= Universities Research Reactor =

Universities Research Reactor, also known as Universities' Research Reactor or University Research Reactor, was a small Argonaut class nuclear research reactor in Risley, Warrington, England that went critical on 7 July 1964. It was jointly owned and operated by Manchester and Liverpool universities and used for performing neutron activation work and training reactor operators.

== Design ==

The reactor used highly enriched uranium metal fuel clad in aluminium. The fuel elements consisted of bundles of flat plates rather than rods. The core was cooled by light water.

The fuel elements were situated within six open-topped aluminium tanks containing water that were separated and surrounded by graphite. This meant that moderation was part by the water within the tanks and part by graphite - with graphite serving as the reflector.

Reactivity control was provided by four semaphore signal–type control blades held by magnetic clutches to shafts that could be driven by geared electric motors. The blades were made of cadmium plates riveted to aluminium blades. The insertion of a single blade was sufficient to shut down the fission chain reaction.

The simple control system did not use voting logic. Any detected fault resulted in an immediate scram.

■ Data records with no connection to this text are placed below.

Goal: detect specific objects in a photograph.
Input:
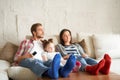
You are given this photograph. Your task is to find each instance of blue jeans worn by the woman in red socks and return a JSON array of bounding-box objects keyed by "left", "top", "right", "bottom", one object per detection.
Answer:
[{"left": 76, "top": 56, "right": 97, "bottom": 71}]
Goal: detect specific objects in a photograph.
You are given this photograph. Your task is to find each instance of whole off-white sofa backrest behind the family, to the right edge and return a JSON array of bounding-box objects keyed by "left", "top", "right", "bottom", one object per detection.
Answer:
[{"left": 20, "top": 33, "right": 120, "bottom": 59}]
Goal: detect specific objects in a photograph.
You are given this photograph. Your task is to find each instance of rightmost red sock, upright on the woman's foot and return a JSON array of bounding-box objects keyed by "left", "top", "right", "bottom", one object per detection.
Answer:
[{"left": 100, "top": 54, "right": 111, "bottom": 74}]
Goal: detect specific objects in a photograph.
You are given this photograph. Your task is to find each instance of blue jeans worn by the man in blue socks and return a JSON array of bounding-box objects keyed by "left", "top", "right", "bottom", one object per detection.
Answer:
[{"left": 19, "top": 58, "right": 52, "bottom": 77}]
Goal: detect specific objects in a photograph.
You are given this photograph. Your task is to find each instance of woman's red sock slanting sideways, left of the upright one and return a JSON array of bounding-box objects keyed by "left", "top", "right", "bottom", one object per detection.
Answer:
[{"left": 86, "top": 59, "right": 105, "bottom": 75}]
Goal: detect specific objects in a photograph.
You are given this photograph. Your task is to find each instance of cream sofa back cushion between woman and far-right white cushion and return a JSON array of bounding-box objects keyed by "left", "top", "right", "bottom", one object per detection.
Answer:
[{"left": 77, "top": 33, "right": 95, "bottom": 58}]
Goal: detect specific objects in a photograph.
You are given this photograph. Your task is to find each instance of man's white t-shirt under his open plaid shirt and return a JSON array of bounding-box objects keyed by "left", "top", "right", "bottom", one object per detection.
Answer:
[{"left": 30, "top": 40, "right": 44, "bottom": 60}]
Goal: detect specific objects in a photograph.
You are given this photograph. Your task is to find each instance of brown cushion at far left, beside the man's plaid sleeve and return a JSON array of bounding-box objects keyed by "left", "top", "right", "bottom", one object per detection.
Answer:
[{"left": 0, "top": 42, "right": 18, "bottom": 63}]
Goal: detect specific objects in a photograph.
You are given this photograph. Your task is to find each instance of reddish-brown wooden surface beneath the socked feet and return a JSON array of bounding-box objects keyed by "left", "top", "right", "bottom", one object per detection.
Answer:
[{"left": 41, "top": 72, "right": 120, "bottom": 80}]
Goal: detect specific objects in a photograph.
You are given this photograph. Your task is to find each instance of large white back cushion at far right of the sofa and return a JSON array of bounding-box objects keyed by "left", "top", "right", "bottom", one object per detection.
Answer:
[{"left": 93, "top": 34, "right": 120, "bottom": 59}]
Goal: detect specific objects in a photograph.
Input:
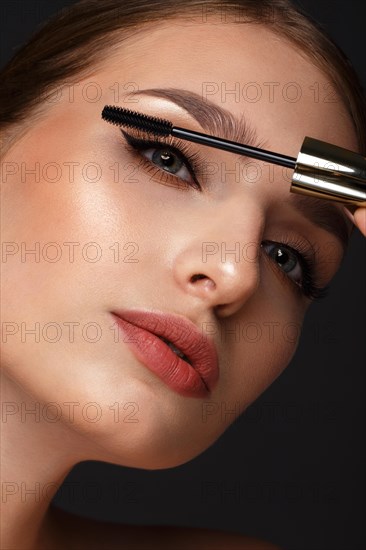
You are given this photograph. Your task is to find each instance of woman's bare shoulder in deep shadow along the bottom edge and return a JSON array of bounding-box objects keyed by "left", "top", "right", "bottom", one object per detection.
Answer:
[{"left": 38, "top": 508, "right": 281, "bottom": 550}]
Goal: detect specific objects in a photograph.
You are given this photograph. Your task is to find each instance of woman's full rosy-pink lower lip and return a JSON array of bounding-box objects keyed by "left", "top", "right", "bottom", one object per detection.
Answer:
[{"left": 116, "top": 317, "right": 209, "bottom": 397}]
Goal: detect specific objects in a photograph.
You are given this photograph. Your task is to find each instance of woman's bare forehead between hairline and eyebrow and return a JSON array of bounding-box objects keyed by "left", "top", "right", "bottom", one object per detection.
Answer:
[{"left": 103, "top": 19, "right": 357, "bottom": 156}]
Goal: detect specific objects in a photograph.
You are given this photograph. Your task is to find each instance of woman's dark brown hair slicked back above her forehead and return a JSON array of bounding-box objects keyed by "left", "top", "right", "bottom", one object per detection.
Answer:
[{"left": 0, "top": 0, "right": 366, "bottom": 154}]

Power failure also produced an immediate scram as the magnetic clutches on the control blades would disengage, certain control instrumentation had battery back up support.

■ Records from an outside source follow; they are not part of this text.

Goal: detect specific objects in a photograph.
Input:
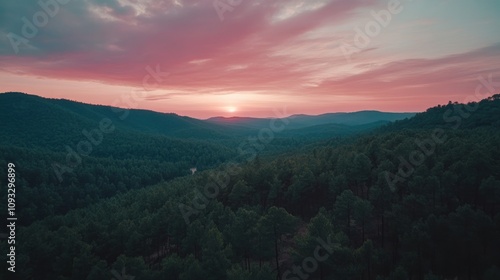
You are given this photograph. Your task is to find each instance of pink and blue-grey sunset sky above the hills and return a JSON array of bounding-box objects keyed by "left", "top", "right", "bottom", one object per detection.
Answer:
[{"left": 0, "top": 0, "right": 500, "bottom": 119}]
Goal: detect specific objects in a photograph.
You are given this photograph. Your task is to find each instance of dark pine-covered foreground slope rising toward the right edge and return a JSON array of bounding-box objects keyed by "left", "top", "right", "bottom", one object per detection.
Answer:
[{"left": 0, "top": 95, "right": 500, "bottom": 280}]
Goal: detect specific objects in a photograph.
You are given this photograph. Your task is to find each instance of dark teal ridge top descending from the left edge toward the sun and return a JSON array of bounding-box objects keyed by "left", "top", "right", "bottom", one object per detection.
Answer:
[{"left": 0, "top": 92, "right": 233, "bottom": 145}]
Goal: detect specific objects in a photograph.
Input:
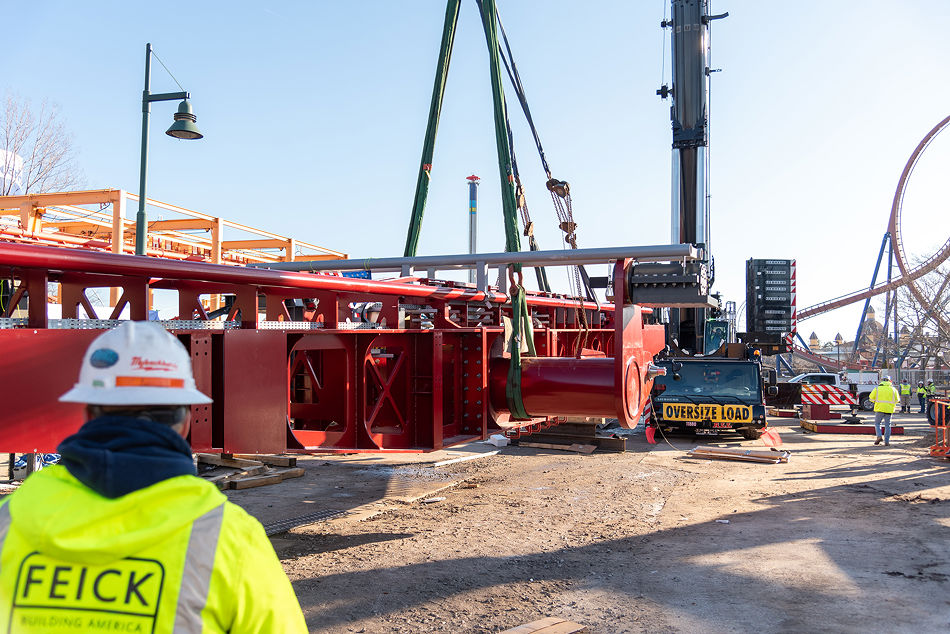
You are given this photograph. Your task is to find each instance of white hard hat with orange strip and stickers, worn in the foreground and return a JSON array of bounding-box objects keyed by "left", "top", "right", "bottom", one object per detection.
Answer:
[{"left": 59, "top": 321, "right": 211, "bottom": 405}]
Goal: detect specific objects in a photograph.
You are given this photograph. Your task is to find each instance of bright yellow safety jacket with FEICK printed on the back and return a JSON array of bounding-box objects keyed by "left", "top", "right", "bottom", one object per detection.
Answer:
[{"left": 0, "top": 465, "right": 307, "bottom": 634}]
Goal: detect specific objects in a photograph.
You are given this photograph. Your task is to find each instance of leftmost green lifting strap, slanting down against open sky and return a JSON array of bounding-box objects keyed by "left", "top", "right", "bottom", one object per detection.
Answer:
[{"left": 403, "top": 0, "right": 461, "bottom": 257}]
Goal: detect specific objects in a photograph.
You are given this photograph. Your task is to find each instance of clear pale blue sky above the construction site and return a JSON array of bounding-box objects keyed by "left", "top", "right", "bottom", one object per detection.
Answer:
[{"left": 0, "top": 0, "right": 950, "bottom": 339}]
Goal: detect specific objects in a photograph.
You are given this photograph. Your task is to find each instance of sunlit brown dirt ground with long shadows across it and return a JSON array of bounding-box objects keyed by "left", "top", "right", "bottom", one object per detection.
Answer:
[{"left": 216, "top": 416, "right": 950, "bottom": 633}]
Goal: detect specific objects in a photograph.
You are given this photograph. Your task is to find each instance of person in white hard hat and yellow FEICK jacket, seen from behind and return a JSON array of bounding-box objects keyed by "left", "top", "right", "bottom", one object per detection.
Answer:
[{"left": 0, "top": 322, "right": 307, "bottom": 634}]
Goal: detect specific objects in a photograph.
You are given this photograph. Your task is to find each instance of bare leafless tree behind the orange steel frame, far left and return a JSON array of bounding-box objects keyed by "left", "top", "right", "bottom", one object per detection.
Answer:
[{"left": 0, "top": 95, "right": 82, "bottom": 196}]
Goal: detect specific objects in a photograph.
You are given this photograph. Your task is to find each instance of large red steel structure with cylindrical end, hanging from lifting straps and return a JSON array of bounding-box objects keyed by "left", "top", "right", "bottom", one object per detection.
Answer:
[{"left": 0, "top": 243, "right": 678, "bottom": 453}]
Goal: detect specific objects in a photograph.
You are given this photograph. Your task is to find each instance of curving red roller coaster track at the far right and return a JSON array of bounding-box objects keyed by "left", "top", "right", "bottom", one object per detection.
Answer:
[{"left": 795, "top": 111, "right": 950, "bottom": 324}]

The heat generated by fission was carried away by the cooling water and disposed of outside the facility by means of a forced-draft cooling radiator. Due to the small size of the core and low burn up of the fuel, the disposal of fission product heating was not an issue.

The concrete shielding was penetrated by a number of holes enabling neutron beams to be obtained for the purpose of irradiating samples and several pipes that enabled samples in sample carriers to be inserted into the reactor and subsequently removed to the adjoining radiochemical laboratory for study.

== Operations ==
The construction works started in 1962 and went critical on 7 July 1964.

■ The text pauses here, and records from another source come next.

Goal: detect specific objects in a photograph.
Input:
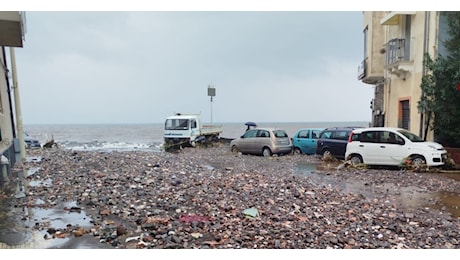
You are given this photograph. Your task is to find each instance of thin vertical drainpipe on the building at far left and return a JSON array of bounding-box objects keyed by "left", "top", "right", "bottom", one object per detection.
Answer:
[{"left": 10, "top": 47, "right": 26, "bottom": 162}]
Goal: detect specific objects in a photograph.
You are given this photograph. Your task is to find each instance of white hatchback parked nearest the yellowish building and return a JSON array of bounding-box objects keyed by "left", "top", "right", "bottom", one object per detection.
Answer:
[{"left": 345, "top": 127, "right": 447, "bottom": 167}]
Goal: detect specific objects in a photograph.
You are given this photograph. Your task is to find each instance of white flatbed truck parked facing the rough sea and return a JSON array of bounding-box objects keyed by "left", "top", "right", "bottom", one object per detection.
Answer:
[{"left": 163, "top": 113, "right": 222, "bottom": 150}]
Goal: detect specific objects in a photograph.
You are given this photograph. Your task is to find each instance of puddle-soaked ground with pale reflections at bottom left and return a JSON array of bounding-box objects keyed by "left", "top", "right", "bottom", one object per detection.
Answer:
[{"left": 0, "top": 168, "right": 112, "bottom": 249}]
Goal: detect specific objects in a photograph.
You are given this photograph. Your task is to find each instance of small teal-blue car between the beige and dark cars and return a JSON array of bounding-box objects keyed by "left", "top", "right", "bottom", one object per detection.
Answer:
[{"left": 292, "top": 128, "right": 324, "bottom": 155}]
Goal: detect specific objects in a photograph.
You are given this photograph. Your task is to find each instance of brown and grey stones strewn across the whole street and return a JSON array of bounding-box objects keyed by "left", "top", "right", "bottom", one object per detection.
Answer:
[{"left": 6, "top": 144, "right": 460, "bottom": 249}]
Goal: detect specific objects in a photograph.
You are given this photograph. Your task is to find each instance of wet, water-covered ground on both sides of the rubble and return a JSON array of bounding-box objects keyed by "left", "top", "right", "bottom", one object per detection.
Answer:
[{"left": 0, "top": 151, "right": 460, "bottom": 249}]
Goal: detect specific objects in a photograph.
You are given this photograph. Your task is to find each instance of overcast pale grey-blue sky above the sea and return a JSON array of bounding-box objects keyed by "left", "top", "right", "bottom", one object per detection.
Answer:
[{"left": 7, "top": 1, "right": 446, "bottom": 124}]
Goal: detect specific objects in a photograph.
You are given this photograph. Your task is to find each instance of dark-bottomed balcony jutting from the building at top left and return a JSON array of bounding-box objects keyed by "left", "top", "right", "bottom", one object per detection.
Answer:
[{"left": 0, "top": 11, "right": 25, "bottom": 47}]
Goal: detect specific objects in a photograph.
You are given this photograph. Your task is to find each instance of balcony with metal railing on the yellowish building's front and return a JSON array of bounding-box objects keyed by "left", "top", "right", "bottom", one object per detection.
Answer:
[{"left": 385, "top": 39, "right": 413, "bottom": 79}]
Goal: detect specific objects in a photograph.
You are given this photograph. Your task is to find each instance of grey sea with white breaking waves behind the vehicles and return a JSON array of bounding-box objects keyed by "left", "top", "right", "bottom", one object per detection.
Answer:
[{"left": 23, "top": 121, "right": 369, "bottom": 152}]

In later years the reactor was rated at 300 kW thermal however originally the output was 100 kW thermal.

A study was undertaken (around 1980) to investigate increasing the power to 1 MW thermal; however, this was deemed to be too difficult and the plans were abandoned.

== Decommissioning ==
Decommissioning work began in 1992 and was finished in 2006. The reactor fuel being reprocessed. The nuclear waste produced during the dismantling operations was moved to Sellafield for permanent storage.